Juíza ouve testemunha sobre morte de jovem em aborto no MS

Juíza de Sidrolândia vai ouvir testemunhas de acusação do caso Marielly

A juíza Silvia Eliane Tedardi da Silva, da 1ª Vara de Sidrolândia, a 70 quilômetros de Campo Grande, começa a ouvir nesta quinta-feira (24), às 16h20 (horário de MS), no Fórum da cidade os depoimentos das testemunhas de acusação do processo criminal de aborto e ocultação de cadáver da jovem Marielly Barbosa Rodrigues, de 19 anos.

São acusados no processo o cunhado de Marielly, Hugleice da Silva, que responde a ação em liberdade, e o enfermeiro Jodimar Ximenes Gomes, que é suspeito de ter praticado o aborto malsucedido que teria provocado a morte da jovem. Ele está preso desde o dia 13 de julho na Delegacia de Polícia Civil de Sidrolândia.

Segundo a defesa de Hugleice, ele foi dispensado de comparecer a está primeira audiência do processo e não acompanhará os depoimentos em Sidrolândia. Já Jodimar, de acordo com o seu advogado, David Moura Olindo, estará presente.

O caso

Marielly desapareceu em Campo Grande no dia 21 de maio. O corpo dela foi encontrado em um canavial na cidade de Sidrolândia no dia 11 de junho.

Antes disso, a família já havia iniciado campanha em busca da jovem. Na investigação, a Polícia Civil descobriu que a estudante morreu em decorrência de aborto malsucedido.

O cunhado de Marielly e o enfermeiro foram presos, suspeitos de envolvimento na morte da jovem.

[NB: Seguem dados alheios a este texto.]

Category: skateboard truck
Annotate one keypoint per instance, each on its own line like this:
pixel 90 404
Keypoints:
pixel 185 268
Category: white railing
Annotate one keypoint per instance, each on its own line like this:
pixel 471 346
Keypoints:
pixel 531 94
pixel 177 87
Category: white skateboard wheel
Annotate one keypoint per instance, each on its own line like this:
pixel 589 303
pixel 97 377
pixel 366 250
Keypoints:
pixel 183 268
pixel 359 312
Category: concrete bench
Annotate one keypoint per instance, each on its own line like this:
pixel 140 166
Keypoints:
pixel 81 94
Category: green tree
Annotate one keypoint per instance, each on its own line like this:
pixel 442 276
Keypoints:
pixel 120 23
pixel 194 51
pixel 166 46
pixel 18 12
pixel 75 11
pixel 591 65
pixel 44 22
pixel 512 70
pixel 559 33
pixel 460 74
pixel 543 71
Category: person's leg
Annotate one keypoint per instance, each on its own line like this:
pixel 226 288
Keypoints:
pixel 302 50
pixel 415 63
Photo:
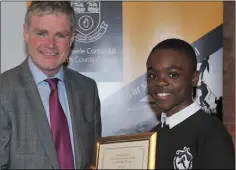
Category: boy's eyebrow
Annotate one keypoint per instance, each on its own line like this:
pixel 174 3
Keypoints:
pixel 175 67
pixel 149 68
pixel 168 68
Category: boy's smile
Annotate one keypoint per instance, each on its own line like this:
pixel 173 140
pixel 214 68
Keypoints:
pixel 170 80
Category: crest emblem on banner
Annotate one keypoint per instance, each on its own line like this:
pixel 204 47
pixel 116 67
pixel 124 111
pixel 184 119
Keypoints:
pixel 88 25
pixel 183 159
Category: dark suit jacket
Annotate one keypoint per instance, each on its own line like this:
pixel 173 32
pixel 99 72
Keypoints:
pixel 25 137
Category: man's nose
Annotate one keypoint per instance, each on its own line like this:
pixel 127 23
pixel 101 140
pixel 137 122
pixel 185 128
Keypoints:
pixel 51 42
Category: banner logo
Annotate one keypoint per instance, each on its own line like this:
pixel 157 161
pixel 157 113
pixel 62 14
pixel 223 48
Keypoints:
pixel 88 16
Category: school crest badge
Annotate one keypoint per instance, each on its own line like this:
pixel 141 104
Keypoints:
pixel 88 25
pixel 183 159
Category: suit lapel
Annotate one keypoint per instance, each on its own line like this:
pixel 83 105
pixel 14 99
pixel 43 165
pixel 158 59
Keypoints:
pixel 75 100
pixel 38 113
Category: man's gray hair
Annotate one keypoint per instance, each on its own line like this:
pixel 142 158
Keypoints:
pixel 50 7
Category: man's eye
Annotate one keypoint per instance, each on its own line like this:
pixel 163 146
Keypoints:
pixel 61 36
pixel 150 75
pixel 41 34
pixel 173 75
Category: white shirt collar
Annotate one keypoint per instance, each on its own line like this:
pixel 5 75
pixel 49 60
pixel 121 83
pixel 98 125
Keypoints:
pixel 39 76
pixel 180 116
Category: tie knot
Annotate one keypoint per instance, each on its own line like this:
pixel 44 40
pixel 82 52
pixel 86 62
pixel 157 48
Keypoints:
pixel 52 83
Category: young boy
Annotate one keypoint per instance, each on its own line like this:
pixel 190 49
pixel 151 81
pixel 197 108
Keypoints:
pixel 188 138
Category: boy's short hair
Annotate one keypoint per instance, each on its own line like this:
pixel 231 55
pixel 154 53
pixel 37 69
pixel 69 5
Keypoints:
pixel 181 46
pixel 49 7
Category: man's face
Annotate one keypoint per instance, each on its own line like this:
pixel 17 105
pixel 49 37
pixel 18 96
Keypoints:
pixel 48 39
pixel 170 80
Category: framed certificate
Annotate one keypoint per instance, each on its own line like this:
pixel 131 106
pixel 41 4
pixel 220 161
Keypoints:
pixel 137 151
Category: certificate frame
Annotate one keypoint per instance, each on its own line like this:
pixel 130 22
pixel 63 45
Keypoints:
pixel 129 140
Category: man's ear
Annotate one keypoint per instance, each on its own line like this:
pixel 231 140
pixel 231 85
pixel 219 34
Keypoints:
pixel 195 78
pixel 72 39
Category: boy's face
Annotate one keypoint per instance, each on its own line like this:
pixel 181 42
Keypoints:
pixel 170 80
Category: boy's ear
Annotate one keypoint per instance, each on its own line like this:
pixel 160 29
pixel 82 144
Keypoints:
pixel 195 78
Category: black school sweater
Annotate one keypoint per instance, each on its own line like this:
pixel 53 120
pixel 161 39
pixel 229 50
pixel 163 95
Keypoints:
pixel 199 142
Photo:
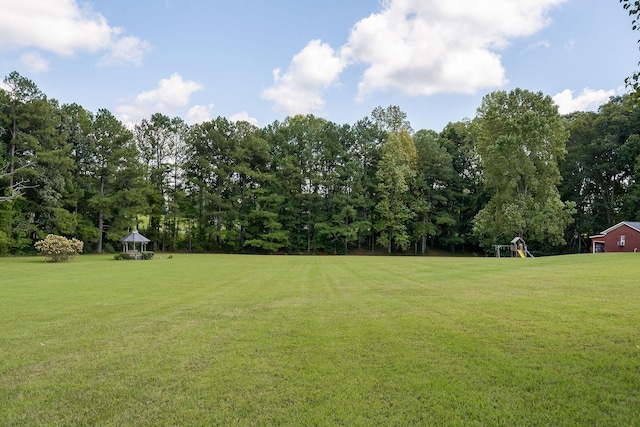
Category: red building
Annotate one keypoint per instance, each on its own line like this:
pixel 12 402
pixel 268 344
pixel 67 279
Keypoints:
pixel 622 237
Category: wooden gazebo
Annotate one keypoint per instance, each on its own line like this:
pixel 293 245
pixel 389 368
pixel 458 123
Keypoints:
pixel 131 242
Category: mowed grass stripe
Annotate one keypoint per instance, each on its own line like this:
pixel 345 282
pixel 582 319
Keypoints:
pixel 279 340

Inicialmente, Silva negou que tivesse qualquer relação com o caso, mas confessou que teve um relacionamento com a garota e que a levou para abortar em Sidrolândia.

Silva disse que pegou o telefone do enfermeiro com um caminhoneiro e marcou encontro na casa dele, em Sidrolândia. O cunhado de Marielly disse à polícia que Gomes contou que o procedimento deu errado e a jovem morreu. Os dois teriam levado o corpo para o canavial. Silva nega que seja o pai da criança que a cunhada esperava.

Mesmo com as confissões do cunhado, o enfermeiro nega participação no crime.